Farrell shook his head. "No, that's silly. I mean, it's only Lila. If she were going to hurt me, she could have done it last night. Besides, it won't happen again for a month. There has to be a full moon."

His friend stared at him. "So what? What's that got to do with anything? You going to go on home as though nothing had happened?"

"Not as though nothing had happened," Farrell said lamely. "The thing is, it's still only Lila, not Lon Chaney or somebody. Look, she goes to her psychiatrist three afternoons a week, and she's got her guitar lesson one night a week, and her pottery class one night, and she cooks eggplant maybe twice a week. She calls her mother every Friday night, and one night a month she turns into a wolf. You see what I'm getting at? It's still Lila, whatever she does, and I just can't get terribly shook about it. A little bit, sure, because what the hell. But I don't know. Anyway, there's no mad rush about it. I'll talk to her when the thing comes up in the conversation, just naturally. It's okay."

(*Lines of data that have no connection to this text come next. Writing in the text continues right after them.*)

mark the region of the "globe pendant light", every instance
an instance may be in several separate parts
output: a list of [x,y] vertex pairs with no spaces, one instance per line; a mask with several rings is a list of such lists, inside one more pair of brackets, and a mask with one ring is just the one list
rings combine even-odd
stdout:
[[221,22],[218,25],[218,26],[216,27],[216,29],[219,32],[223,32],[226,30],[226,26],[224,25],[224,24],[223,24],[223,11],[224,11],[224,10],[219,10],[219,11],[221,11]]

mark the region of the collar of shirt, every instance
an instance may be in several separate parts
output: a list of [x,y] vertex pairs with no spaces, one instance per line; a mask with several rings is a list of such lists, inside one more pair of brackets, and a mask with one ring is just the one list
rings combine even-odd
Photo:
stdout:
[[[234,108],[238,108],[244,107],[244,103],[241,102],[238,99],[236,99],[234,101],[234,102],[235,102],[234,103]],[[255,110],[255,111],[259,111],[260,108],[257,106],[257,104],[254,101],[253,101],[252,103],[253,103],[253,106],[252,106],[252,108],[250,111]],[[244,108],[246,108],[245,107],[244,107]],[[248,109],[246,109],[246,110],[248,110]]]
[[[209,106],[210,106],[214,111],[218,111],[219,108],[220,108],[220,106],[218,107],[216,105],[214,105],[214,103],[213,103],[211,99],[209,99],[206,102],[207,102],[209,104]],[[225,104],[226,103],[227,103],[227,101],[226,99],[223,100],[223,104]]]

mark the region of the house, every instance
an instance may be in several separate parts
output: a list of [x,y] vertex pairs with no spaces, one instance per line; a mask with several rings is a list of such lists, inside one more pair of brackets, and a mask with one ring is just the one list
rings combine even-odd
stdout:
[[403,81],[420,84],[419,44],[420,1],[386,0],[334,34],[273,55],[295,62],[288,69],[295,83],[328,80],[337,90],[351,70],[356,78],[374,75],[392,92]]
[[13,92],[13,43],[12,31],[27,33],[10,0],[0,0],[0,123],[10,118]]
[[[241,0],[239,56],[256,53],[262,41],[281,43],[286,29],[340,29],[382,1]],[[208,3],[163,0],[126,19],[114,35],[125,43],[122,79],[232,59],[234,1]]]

Ben said, "God damn. You see why nobody has any respect for liberals anymore? Farrell, I know you. You're just scared of hurting her feelings."

"Well, it's that too," Farrell agreed, a little embarrassed. "I hate confrontations. If I break up with her now, she'll think I'm doing it because she's a werewolf. It's awkward, it feels nasty and middle-class. I should have broken up with her the first time I met her mother, or the second time she served the eggplant. Her mother, boy, there's the real werewolf, there's somebody I'd wear wolfbane against, that woman. Damn, I wish I hadn't found out. I don't think I've ever found out anything about people that I was the better for knowing."